Divorce is not an end to the family; it is the reorganization of the family.
Divorce is hard on everyone but especially the children. Joel Overlund, of Non Hostile Family Law in Bend, works to promote co- parenting when possible. Most of the cases are joint legal custody and this allows both parents a 50% say in three main areas: medical, educational and religious decisions. Joel encourages parents to think about making joint legal decisions. More often than not, parents who are divorcing with children would have no problem making a joint decision regarding medical care or what school the children should attend. Sometimes sole custody is appropriate depending on the specific facts of the case. A sole custody situation, for example, might arise if one parent has a substance abuse issue and cannot parent the children or make legal decisions.
Parenting time can work all sorts of ways: week on/week off, extended weekends, 3 days on/4 days off, long distant parent having the summer, etc... Joel Overlund, as an experienced Bend divorce lawyer, can help guide parents on what the best plan might be for their family based on the ages of the children, the work schedules, where parents live and the emotional relationships the parents might have with the children. After 30+ years of family law practice, it has become clear that most children love both parents and they suffer when the parents fight and use the children as pawns. Divorcing with children is never easy because you move from one family unit to two family units.
Non Hostile Family Law Resolutions:
- I will promise to keep my child's best interests in mind while going through this divorce or separation. I understand that even though I am traumatized, my child is traumatized as well. My child needs me to be mentally and physically healthy. My child is not my counselor.
- I will promote my child's relationship with the other parent. I will speak only positive statements about my ex. I will look at the good things that they are capable of doing.
- I will compliment my ex on something that our child really enjoyed doing while being with them. I will remind myself how important it is for our child to have both parents in their life.
- I will remind my ex of important school events coming up and ask that they attend while explaining how our child lights up when that parent comes to school.
- I will not compete with my ex on gift giving, on activities or in any other unhealthy manner.
- I will share some of my parenting struggles with my ex so we can have an open dialogue regarding what works and doesn't work with our child. All parents struggle and it is okay not to be the "perfect" parent.
- I will understand that people have different ways of parenting and that my ex may not parent our child the same way I will. The child wins having different styles and both people in their life.
- I will try to smile and be civil when I am introduced to my ex's new love interest. I will encourage that person to love and be good to our child. It can be one more person on the team supporting our child.
- I will work on being a happier, more positive person. Time will be set aside to focus on my needs so that I can be emotionally, physically, spiritually and mentally together for my child. I will pamper myself. If I go down, the ship goes down!

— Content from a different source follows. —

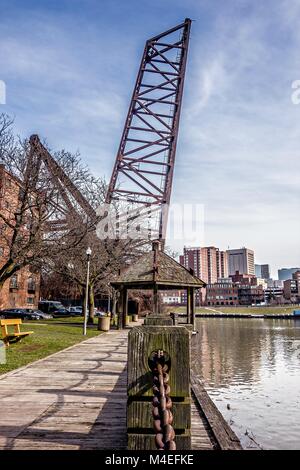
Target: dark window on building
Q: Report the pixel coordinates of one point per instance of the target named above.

Child support is based on the number of overnights each parent has with the children and the parent’s gross monthly wages. Each family’s situation is unique, and Non-Hostile Family Law works hard to provide options and give a clear explanation of what a family might do as far as the financial needs being met. There is an Oregon state mandated calculator that is used and the attorney will explain what factors go into the child support calculator. Some factors that are included in the calculator are medical insurance costs, day care costs, other non joint children, children attending school, special needs, etc… Joel can explain why sometimes it is appropriate to deviate from the child support calculator.

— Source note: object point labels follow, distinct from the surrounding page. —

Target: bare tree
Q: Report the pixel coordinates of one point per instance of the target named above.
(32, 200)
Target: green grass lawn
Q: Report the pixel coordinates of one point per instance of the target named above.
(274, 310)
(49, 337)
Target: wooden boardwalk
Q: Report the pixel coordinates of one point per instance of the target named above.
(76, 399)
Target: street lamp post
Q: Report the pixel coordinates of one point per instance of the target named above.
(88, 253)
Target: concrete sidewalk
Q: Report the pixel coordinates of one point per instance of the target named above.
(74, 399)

Most parents want to avoid the cost and devastation of a custody battle where a typical custody trial might cost each party $25,000. Wouldn’t that money be much better spent on the children? Joel Overlund works diligently with parents to seek solutions for their family outside of Court whether it is joint custody or a sole custody situation. It is better for everyone involved to make the decisions that need to be made and move children forward to their new chapter. Studies have shown that children thrive when there is a non-hostile approach used by parents during the divorce process. Children usually want both parents in their lives and they don’t want to be fought over.